Research Areas The Design Reasoning Lab follows a use-inspired basic research philosophy. We’d like to reflect in our software systems a broad theory of design (often focused on game design), but we’ll always do it in a way that is also shaped to be of practical use on the 1-2 year timescale. We work with in-the-wild and in-development games that have either already reached audiences in the millions or are being built on platforms that reach similar audiences.
Procedural content generation (PCG) is the trendy term for one slice of the broader category of generative methods. Our research in generative methods yields new methods (such as those based on constraint solving and machine learning) and associated modes of control (declarative rules and artist-crafted example targets). At the same time, it offers new interpretations of what we are doing when we use PCG (perhaps we are writing down design space models) or what we are searching for when we apply constraint and optimization techniques (implementing approximate inference in a probabilistic formulation of the design process where forms lead to functions and functions lead to subjective interpretations of appropriateness to contexts).
Our work in machine playtesting is concerned with automatically assessing properties of videogames at the level of play experience rather than the level of their hardware/software implementation. What can the player do? Do they always have to do what I think to achieve some goal? A machine’s answers to these questions should come quickly enough to influence the design process, be expressed in a familiar enough notation (e.g. a heatmap rather than a logical proof), and be available in ongoing design projects without too much additional engineering effort. We believe the regularizing tendencies of design-for-test (that you tend to produce better designs when you match a design goal at the same time as being efficiently testable) represent a significant but oft overlooked benefit of testing in the design process. Our work in machine playtesting aims to make the space of play for a game (under relevant constraints and speculative assumptions) visible so that we can see how the shape of that space responds to changes in our design.

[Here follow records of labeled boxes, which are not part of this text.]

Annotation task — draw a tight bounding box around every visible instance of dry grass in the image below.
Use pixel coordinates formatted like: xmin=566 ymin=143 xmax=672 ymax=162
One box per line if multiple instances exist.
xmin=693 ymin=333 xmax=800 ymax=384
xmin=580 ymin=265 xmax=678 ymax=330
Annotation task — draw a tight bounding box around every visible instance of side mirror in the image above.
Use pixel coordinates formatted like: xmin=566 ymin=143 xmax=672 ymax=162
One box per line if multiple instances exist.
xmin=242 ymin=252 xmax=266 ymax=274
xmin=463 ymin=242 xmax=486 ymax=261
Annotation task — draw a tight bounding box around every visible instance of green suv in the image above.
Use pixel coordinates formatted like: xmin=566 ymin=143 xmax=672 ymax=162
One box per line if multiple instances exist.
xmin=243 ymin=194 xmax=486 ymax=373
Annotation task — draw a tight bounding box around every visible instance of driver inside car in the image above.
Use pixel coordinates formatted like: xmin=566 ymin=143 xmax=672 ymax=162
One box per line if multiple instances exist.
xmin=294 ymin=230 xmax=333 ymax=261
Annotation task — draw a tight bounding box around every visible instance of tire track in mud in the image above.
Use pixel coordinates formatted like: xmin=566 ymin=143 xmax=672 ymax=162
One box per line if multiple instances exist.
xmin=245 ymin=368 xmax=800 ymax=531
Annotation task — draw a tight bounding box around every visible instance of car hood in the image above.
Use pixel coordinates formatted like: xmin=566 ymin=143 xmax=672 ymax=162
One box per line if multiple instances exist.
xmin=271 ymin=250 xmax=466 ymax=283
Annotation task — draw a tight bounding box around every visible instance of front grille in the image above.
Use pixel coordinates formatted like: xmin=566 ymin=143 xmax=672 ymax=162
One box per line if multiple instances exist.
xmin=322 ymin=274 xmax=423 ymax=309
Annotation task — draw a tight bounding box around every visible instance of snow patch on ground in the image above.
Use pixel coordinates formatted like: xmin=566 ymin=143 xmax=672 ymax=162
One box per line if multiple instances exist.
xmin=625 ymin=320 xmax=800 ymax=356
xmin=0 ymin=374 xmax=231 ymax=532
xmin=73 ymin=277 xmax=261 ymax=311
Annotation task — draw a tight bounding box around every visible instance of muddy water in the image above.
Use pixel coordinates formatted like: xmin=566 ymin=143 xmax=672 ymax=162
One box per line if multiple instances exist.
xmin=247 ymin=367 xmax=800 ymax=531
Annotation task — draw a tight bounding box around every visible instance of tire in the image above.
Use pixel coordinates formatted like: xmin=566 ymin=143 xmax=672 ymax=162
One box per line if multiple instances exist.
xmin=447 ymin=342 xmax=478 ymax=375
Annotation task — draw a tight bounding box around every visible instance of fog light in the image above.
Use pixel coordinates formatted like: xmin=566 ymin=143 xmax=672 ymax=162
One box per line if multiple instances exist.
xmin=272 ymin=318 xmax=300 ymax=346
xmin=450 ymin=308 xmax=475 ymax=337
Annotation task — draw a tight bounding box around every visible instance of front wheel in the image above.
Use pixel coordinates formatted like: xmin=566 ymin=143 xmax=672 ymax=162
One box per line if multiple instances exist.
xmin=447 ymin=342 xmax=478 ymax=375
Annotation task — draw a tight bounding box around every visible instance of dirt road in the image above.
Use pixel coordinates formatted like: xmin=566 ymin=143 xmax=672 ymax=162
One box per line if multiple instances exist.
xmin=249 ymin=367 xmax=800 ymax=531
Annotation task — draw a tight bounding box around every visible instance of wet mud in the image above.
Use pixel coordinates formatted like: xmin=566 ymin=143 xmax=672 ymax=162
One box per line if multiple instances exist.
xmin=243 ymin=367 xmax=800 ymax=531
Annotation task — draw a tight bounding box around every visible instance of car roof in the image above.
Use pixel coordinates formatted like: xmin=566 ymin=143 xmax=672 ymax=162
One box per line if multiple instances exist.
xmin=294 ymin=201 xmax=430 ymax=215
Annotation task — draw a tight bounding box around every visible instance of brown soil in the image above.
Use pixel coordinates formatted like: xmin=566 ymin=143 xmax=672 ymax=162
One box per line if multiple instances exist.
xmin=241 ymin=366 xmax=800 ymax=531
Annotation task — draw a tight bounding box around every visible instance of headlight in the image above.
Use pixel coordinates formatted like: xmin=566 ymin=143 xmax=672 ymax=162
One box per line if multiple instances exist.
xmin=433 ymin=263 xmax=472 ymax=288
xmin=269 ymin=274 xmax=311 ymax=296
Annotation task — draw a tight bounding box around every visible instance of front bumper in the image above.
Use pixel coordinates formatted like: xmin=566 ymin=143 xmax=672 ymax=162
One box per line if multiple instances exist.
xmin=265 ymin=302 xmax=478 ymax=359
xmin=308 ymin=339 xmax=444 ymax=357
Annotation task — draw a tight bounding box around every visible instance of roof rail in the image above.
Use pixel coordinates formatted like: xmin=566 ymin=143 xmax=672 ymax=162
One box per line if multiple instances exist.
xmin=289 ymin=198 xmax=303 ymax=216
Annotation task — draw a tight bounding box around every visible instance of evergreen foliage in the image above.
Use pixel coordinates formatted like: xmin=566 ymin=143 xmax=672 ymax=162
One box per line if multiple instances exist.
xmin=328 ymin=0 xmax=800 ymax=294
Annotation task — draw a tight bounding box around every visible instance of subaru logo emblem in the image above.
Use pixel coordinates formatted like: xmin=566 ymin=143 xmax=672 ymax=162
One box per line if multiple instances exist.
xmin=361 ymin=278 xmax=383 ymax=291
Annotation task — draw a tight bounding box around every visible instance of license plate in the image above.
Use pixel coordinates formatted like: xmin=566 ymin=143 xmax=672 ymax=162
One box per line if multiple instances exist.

In the history of AI, automatically playing games is a perennial challenge taken on with the idea that games provide well-defined test-beds for general intelligence. Technical methods for success in some game, it is hoped, will transfer to real-world applications. We see specific games as messy technical and artistic artifacts with complex relations to other games and broader culture – navigating them and answering questions about them are already real world applications. Our lab tries to produce automated gameplay methods that, rather than embodying any form of general intelligence, can be bolted onto in-the-wild games with ill-defined notions of success and still yield interesting coverage of their spaces of play. If there is a general theory behind our methods, it is one that is trying to explain why we like to go down the slides in a playground rather than one that explains why we make a certain opening move in Chess. We don’t think you need to have a score function or win state to define optimal play. We think the answer is the topology of the space of play, and one of the biggest challenges is even figuring out what that space looks like.
Information Retrieval for Interactive Media
The way we search for games, apps, or other interactive media is analogous to pre-Google web search engines. We trust publishers to tag their work with all and only the appropriate metadata, and we imagine we can group all of the relevant content into stable categories and lists. Our lab considers the problem of automatically crawling to discover new games and new possibilities for play within then, we consider how to index these spaces to accelerate useful queries, and we consider how to serve up results more useful than linear result lists. As more and more of the web becomes dynamically generated and each page adds more interactive elements, the situation begins to resemble an ever-growing app market more than a finite collection of texts. Our research puts automated gameplay to to work in mapping the space of play and integrates computer vision and natural language processing techniques to index the interactive moments uncovered.